A long-standing mystery of how cells conduct "quality control" to eliminate the toxic effects of a certain kind of error in protein production has been solved by scientists.
The findings of the Scripps Research Institute study may lead to a better understanding of a host of neurodegenerative diseases, reports Nature.
"It is exciting because we are dealing not only with a process that is clearly relevant for physiology and disease but also with new biology," said lead author Claudio Joazeiro.
The new study has suggested how cells in eucharistic organisms, like humans, sense and destroy "non-stop" proteins that remain stuck in the ribosome, the protein manufacturing plant of the cell.
One element in mRNA essential to this protein manufacturing process is known as a "stop codon." A stop codon both signals the end of the mRNA coding sequence to the ribosome so it stops assembling the protein, and recruits factors that promote the protein's release into the cellular cytoplasm so the protein can go forth and perform its biological functions.
When mRNA is accidentally missing a stop codon, however, the ribosome is like an auto manufacturing plant that can't get a car off the end of the line-the line stalls and production stops.
"In addition, these defective mRNA are problematic because they are translated into aberrant proteins," explained Joazeiro.
"For these reasons, there are machineries in all living organisms-whether bacteria or more complex eukaryotic organisms-that target and destroy both these non-stop messenger RNA and the resulting non-stop proteins," he said.
In the current study Joazeiro and Bengtson used the yeast S. cerevisiae as a model organism.
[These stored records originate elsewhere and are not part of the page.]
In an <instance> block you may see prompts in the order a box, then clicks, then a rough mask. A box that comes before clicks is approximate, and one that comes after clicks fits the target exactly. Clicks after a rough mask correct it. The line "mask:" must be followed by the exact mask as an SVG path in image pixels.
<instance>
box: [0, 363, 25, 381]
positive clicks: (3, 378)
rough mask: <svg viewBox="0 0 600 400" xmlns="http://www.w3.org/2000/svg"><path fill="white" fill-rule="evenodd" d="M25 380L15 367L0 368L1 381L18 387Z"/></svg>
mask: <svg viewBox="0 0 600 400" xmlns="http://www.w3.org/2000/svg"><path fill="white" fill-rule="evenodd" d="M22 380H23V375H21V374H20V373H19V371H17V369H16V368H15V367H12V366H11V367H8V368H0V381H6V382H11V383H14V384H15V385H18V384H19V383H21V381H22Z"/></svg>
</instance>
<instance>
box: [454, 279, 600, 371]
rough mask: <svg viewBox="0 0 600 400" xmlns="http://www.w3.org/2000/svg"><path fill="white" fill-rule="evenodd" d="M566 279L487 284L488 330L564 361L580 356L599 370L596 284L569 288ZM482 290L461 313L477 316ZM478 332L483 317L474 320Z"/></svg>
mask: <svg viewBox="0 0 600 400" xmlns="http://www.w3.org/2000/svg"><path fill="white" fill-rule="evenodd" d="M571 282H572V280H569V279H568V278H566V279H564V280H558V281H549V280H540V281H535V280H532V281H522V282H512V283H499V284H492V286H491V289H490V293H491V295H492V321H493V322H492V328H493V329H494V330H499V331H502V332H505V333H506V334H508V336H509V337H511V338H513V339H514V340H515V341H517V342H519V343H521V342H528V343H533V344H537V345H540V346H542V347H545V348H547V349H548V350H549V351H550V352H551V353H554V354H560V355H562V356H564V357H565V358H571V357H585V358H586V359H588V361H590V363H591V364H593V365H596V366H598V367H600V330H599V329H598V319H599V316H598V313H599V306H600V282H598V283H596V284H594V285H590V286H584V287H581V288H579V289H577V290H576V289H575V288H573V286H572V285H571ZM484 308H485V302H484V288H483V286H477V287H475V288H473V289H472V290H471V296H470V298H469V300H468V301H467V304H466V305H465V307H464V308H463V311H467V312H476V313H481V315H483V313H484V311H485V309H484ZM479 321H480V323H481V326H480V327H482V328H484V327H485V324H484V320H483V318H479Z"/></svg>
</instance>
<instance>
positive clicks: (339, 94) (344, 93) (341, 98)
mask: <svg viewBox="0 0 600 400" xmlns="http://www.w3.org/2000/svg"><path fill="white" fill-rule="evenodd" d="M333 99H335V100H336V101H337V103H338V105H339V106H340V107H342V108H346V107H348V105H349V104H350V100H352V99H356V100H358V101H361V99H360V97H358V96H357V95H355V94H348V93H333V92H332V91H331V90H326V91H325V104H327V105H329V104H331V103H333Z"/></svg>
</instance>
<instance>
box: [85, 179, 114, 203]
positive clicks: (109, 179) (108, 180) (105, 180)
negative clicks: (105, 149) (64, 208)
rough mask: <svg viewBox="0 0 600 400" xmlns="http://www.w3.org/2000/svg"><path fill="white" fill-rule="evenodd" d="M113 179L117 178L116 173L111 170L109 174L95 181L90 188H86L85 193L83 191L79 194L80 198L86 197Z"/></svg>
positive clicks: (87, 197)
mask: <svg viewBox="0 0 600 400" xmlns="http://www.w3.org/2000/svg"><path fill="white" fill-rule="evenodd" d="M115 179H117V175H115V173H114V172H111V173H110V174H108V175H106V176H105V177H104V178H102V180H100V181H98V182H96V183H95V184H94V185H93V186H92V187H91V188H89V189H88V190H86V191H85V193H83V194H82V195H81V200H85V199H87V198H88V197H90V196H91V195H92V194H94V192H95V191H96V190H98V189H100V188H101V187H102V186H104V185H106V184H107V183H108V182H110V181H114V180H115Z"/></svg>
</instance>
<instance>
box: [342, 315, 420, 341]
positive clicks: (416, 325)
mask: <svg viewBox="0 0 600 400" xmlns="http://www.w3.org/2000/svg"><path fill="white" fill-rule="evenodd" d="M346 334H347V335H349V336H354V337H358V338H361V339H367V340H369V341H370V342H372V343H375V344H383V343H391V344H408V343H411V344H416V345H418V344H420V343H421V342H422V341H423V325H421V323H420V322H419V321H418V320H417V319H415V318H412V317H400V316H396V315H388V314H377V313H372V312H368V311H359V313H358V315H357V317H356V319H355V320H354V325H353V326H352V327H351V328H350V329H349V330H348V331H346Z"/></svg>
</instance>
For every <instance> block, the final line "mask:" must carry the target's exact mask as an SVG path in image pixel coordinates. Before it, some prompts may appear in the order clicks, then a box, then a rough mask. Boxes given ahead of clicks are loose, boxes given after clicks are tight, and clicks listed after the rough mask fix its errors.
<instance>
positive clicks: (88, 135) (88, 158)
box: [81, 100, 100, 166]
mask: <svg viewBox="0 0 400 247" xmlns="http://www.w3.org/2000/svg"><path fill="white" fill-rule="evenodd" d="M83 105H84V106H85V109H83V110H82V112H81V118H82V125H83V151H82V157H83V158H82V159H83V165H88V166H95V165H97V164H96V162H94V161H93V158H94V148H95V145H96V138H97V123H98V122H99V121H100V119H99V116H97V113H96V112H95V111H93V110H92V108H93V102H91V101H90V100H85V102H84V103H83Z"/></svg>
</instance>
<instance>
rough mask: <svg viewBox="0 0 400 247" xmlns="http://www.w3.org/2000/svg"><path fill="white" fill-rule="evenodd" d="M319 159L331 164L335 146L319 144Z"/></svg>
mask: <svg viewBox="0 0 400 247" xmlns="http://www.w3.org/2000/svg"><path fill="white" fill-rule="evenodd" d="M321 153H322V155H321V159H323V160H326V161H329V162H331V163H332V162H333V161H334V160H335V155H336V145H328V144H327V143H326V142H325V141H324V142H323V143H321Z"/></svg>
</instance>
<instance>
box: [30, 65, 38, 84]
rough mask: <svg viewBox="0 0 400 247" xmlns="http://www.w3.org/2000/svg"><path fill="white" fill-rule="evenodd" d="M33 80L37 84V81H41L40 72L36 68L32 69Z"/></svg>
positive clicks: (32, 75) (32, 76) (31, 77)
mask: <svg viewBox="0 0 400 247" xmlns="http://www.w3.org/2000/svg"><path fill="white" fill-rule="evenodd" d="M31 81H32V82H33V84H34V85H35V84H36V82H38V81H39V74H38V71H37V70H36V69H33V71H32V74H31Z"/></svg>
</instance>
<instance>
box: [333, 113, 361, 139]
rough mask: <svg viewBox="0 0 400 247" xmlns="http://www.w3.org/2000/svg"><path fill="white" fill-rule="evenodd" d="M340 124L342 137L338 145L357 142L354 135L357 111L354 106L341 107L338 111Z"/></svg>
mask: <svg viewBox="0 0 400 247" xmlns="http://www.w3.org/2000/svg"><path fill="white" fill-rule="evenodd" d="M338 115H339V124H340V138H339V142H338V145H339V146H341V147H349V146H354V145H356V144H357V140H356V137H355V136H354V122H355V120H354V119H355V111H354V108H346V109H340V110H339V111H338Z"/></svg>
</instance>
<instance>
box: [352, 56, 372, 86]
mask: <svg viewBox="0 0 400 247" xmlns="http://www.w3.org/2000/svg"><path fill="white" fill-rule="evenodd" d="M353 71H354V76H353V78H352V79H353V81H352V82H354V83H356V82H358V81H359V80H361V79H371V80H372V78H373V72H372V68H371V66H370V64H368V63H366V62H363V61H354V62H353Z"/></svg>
Yeast is complex enough to share many cellular features with other eukaryotes such as mice and humans, yet relatively simple to work with in the lab.
Most importantly, since it possesses a short lifecycle, yeast experiments can yield results more quickly.
When the results were in, they showed that cells without Listerin (called Ltn1 in yeast) failed to get rid of non-stop proteins and died when those proteins were produced.
"The [bacterial and eukaryotic] mechanisms are very different, but the concepts are remarkably similar-that's the beauty of it.
"It also turns out that in the same way that the tmRNA molecule is conserved in all bacteria, Listerin is conserved in all eukaryotes, which once again highlights its importance.
"It appears that between tmRNA and Listerin we have coverage throughout most living organisms of the surveillance of these defective proteins," said Joazeiro.